- An Amazon official disclosed the grueling meeting schedule during testimony on Wednesday.
- The meeting schedule lasted from 8 a.m. until 4 a.m. the next day for six weeks.
- Unions and a federal labor-relations board have challenged employers' use of such meetings.
Amazon held 25 mandatory anti-union meetings a day for employees at a warehouse on Staten Island, New York, in the six weeks before a union vote at the facility in March, according to testimony from an Amazon human-resources official at a federal hearing on Wednesday.
The upstart Amazon Labor Union, led by the charismatic former Amazon worker Christian Smalls, won that vote by a convincing margin. Amazon has contested the victory, alleging bias on the part of federal labor officials managing the vote and improper conduct by the union. Wednesday's hearing was the third day of what observers expect to be weeks of testimony before a federal labor-relations official decides whether to rerun the election at that facility, called JFK8.

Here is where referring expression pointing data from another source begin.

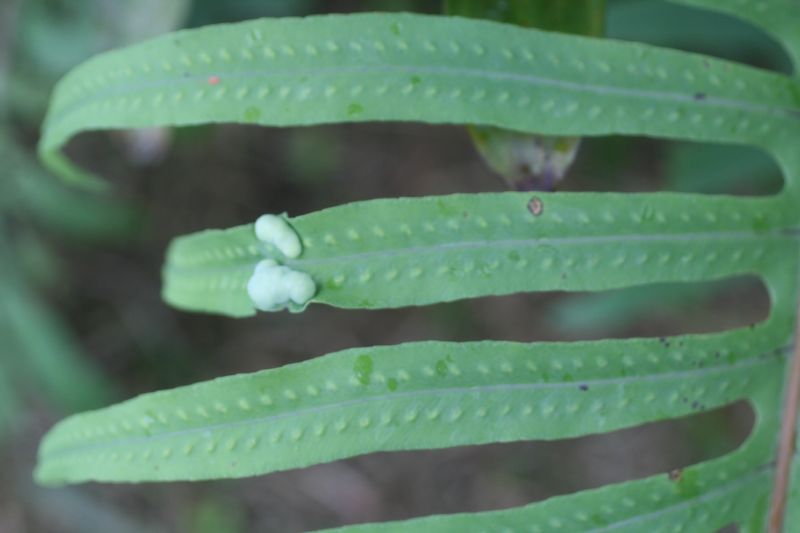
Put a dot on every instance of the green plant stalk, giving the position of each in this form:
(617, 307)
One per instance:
(439, 70)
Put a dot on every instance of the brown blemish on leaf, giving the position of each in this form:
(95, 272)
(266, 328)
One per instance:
(536, 206)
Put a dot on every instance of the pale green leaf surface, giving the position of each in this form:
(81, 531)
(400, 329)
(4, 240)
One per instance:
(422, 68)
(412, 396)
(392, 253)
(780, 18)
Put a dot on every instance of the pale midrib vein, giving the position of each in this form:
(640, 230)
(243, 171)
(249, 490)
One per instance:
(787, 234)
(753, 361)
(707, 495)
(792, 113)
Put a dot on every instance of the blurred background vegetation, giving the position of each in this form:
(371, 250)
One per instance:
(82, 323)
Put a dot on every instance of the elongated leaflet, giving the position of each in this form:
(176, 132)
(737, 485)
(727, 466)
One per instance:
(423, 68)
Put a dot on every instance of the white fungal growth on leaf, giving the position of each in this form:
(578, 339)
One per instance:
(273, 229)
(274, 287)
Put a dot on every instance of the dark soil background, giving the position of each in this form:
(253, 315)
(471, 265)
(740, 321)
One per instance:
(106, 294)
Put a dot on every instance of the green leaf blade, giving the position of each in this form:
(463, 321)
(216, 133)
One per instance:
(412, 396)
(418, 251)
(420, 68)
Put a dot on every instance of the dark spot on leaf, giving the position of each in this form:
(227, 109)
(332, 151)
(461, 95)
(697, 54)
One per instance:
(363, 369)
(536, 206)
(252, 114)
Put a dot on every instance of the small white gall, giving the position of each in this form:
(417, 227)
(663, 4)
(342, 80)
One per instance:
(273, 229)
(273, 287)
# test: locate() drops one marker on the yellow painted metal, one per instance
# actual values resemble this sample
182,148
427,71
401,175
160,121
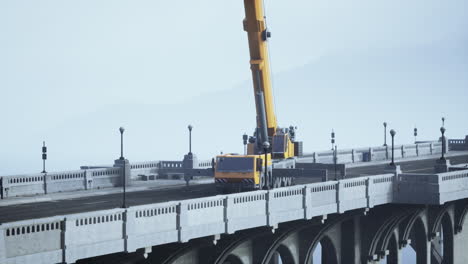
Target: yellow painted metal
237,176
254,24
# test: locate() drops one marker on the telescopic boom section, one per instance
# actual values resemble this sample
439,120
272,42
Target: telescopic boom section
254,24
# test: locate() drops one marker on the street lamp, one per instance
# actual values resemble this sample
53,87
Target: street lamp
44,156
121,129
385,134
393,133
442,130
245,138
190,127
124,203
333,139
415,134
266,146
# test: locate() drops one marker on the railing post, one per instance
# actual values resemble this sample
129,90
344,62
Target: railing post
47,181
228,206
2,245
63,240
182,210
369,184
88,180
307,203
339,186
125,229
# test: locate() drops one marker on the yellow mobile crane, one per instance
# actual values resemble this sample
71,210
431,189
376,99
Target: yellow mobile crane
270,147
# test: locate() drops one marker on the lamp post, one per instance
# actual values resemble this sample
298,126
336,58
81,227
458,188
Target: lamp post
124,203
442,130
335,159
333,139
415,134
385,134
266,146
44,156
245,138
393,133
190,127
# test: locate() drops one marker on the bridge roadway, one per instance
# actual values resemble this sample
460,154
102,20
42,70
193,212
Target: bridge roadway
94,203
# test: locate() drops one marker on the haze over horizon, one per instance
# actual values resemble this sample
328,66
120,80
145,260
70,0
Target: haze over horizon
72,73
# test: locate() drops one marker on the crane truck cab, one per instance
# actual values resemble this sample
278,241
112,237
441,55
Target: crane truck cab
241,172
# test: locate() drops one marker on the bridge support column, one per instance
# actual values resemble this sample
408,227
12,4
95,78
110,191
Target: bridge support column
88,180
2,246
460,242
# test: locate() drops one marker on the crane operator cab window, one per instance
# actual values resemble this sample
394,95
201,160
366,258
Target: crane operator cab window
234,164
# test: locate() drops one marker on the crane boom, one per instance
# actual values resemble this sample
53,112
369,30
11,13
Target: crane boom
255,26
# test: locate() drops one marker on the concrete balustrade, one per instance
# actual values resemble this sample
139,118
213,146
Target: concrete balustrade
90,177
72,237
375,153
43,183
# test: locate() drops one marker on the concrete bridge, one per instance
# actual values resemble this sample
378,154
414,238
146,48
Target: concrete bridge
377,214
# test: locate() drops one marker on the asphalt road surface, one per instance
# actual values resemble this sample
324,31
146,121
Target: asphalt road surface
101,202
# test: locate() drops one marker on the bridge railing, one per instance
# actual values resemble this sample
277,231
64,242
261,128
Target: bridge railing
43,183
103,232
374,153
458,144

Amazon's use of mandatory anti-union meetings, sometimes called captive-audience meetings, has come under scrutiny in recent months as the company has battled union campaigns in Staten Island and Bessemer, Alabama. The general counsel for the National Labor Relations Board, the federal agency overseeing union activities, said in April that she believed captive-audience meetings violated federal labor law.
An Amazon spokesperson did not immediately respond to a request for comment.

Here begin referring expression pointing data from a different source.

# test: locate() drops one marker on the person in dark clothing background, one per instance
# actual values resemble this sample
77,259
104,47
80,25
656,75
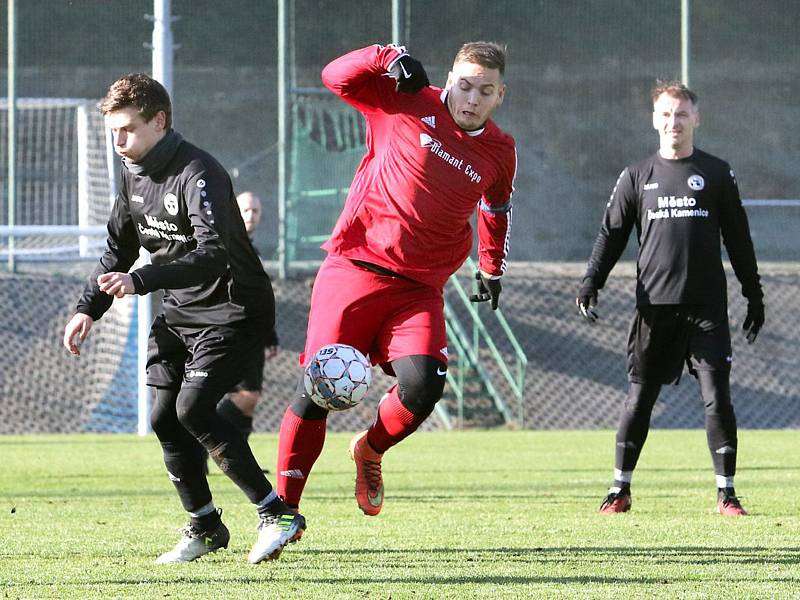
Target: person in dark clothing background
239,405
177,202
680,201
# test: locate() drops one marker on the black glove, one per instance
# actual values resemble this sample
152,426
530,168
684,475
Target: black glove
586,302
410,75
754,320
486,289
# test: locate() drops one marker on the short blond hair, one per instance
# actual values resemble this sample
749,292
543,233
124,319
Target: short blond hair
142,92
487,54
674,88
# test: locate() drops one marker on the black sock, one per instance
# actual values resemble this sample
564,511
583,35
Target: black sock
624,486
275,508
206,523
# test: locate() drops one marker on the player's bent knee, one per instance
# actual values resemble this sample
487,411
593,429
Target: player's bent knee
304,407
421,387
245,400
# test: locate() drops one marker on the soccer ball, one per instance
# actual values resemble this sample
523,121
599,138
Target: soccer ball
337,377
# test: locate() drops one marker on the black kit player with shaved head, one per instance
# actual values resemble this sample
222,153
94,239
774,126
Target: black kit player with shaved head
681,201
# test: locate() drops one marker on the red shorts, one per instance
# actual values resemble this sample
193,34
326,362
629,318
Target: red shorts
383,316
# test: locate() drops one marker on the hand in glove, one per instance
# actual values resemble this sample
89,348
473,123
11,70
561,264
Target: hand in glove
586,302
410,75
754,320
486,289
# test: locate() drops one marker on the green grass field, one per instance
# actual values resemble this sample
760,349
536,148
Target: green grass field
485,514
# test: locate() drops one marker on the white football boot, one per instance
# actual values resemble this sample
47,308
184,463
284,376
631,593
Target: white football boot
274,532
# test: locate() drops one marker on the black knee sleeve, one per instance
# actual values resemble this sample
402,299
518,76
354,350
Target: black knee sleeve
634,424
721,430
420,382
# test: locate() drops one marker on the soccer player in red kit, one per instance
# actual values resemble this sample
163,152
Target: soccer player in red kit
432,156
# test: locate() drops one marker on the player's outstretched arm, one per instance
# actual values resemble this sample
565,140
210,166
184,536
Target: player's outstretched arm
487,288
116,284
76,332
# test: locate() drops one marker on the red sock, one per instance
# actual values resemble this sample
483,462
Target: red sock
299,445
393,424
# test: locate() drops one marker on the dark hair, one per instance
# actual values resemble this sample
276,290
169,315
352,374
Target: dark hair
141,91
674,88
487,54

Captive-audience meetings have been a cornerstone of Amazon's anti-union strategy, as they are for many employers battling union campaigns. Of three union elections at Amazon warehouses this spring, only one, at JFK8, was successful. The company prevailed in elections at another Staten Island facility, LDJ5, and in Bessemer.
At JFK8, the meeting schedule ran nearly nonstop from 8 a.m. until 4 a.m. every day in the six weeks before the election, according to the testimony of an Amazon employee who helped lead the company's anti-union campaign at the facility.
Amazon workers on Staten Island who previously spoke with Insider said they were required to attend as many as two meetings a week. In Bessemer and Staten Island, some workers repeated talking points from the meetings verbatim to explain why they planned to vote against the union.
Jennifer De Jesus, who works at the LDJ5 facility, previously told Insider that during Amazon's meetings, the company was "trying to scare you."
"They're talking about how the benefits we have before the vote might vanish," she said. "I'm not saying that what they're giving isn't enough. But the union is there to give you more."